I'm certainly no expert in romance, and I'm more than likely completely ill-equipped to be telling anybody anything about what romance is. But even though I'm young and inexperienced in the romance department, I've been surrounded by ideal examples of romance, even if the moments I've witnessed will never grace the big screen. 

I believe in romance because I've never heard my parents speak an unkind word to one another and because my dad always makes sure to find my mom first thing when he comes home from work so he can kiss her hello and because when my father lost his job, my mom stopped buying bread and started making it from scratch.

I see romance in the way that my maternal grandmother selflessly aids my frail grandfather, whose health is deteriorating and who is in need of more and more assistance as the days and weeks go on. She serves him without complaint or seeking pity, and I don't know what's more romantic than that. 

I believe in romance each time I see the young father in my ward take their squirmy toddler from his wife so that she can focus on church without having to constantly track the movements of an active, curious, and unbelievably adorable little girl. And I believe in romance whenever the wife speaks about her family, and you just know that her husband and baby are her entire world. 

I see romance in the way that my sister-in-law works hard at a job that doesn't represent true passion so that she can support my brother while he is getting a degree in a field he's passionate about and in the fact that she was willing to move to the Arctic tundra of Michigan so that he could follow his dreams. 

Romance isn't flowers and boxes of chocolates and extravagant dates.

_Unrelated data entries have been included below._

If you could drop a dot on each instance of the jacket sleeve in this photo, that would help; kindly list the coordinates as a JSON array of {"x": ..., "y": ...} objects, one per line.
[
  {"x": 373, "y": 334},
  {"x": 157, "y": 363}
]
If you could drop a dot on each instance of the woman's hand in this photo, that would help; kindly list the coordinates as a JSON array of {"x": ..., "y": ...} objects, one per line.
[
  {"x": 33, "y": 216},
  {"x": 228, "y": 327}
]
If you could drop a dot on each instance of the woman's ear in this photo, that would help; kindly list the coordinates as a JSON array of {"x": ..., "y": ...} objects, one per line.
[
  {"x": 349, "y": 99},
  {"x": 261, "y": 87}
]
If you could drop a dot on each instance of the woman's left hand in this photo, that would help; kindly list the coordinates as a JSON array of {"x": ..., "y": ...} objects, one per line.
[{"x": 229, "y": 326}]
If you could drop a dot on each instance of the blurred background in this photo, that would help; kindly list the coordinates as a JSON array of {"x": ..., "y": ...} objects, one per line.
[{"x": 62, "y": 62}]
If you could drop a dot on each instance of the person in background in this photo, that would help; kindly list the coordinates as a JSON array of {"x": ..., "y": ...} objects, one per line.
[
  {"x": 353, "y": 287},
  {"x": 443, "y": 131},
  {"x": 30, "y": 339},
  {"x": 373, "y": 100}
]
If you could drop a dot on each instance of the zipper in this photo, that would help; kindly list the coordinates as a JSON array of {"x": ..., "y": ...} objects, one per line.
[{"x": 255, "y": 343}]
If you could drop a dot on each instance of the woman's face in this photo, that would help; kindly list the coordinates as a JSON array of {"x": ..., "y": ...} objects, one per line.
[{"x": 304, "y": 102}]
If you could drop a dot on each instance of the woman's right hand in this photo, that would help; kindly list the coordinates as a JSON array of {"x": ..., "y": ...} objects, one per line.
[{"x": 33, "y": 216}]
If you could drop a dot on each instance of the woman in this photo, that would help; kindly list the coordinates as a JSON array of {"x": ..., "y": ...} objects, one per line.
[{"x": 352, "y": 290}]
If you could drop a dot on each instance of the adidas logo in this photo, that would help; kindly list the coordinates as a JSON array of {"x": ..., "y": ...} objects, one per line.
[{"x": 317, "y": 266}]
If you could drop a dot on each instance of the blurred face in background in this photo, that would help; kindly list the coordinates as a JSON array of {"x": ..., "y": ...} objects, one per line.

Romance is bringing Gatorade and soup when your girlfriend has food poisoning and can't move without becoming incredibly nauseated. It's the small acts of service, the selflessness, the sacrifice for the greater good. Romance is trusting another person with your deepest feelings and letting yourself be vulnerable. It's knowing when to speak reassuring words, when to listen, and when to simply sit in silence and just enjoy being together. It's loving each other on our best days and worst days and days in between.

That's what romance is to me. And I believe in that. 

2 comments:

  1. I agree with you 100% :) I'm so grateful that there are people who will write about what true love and romance is. Choosing to love someone is so much more romantic than "falling" for them or whatever else people profess it to be. Thanks Maddie:)

    ReplyDelete
  2. Beautiful. It's a great thing to believe in!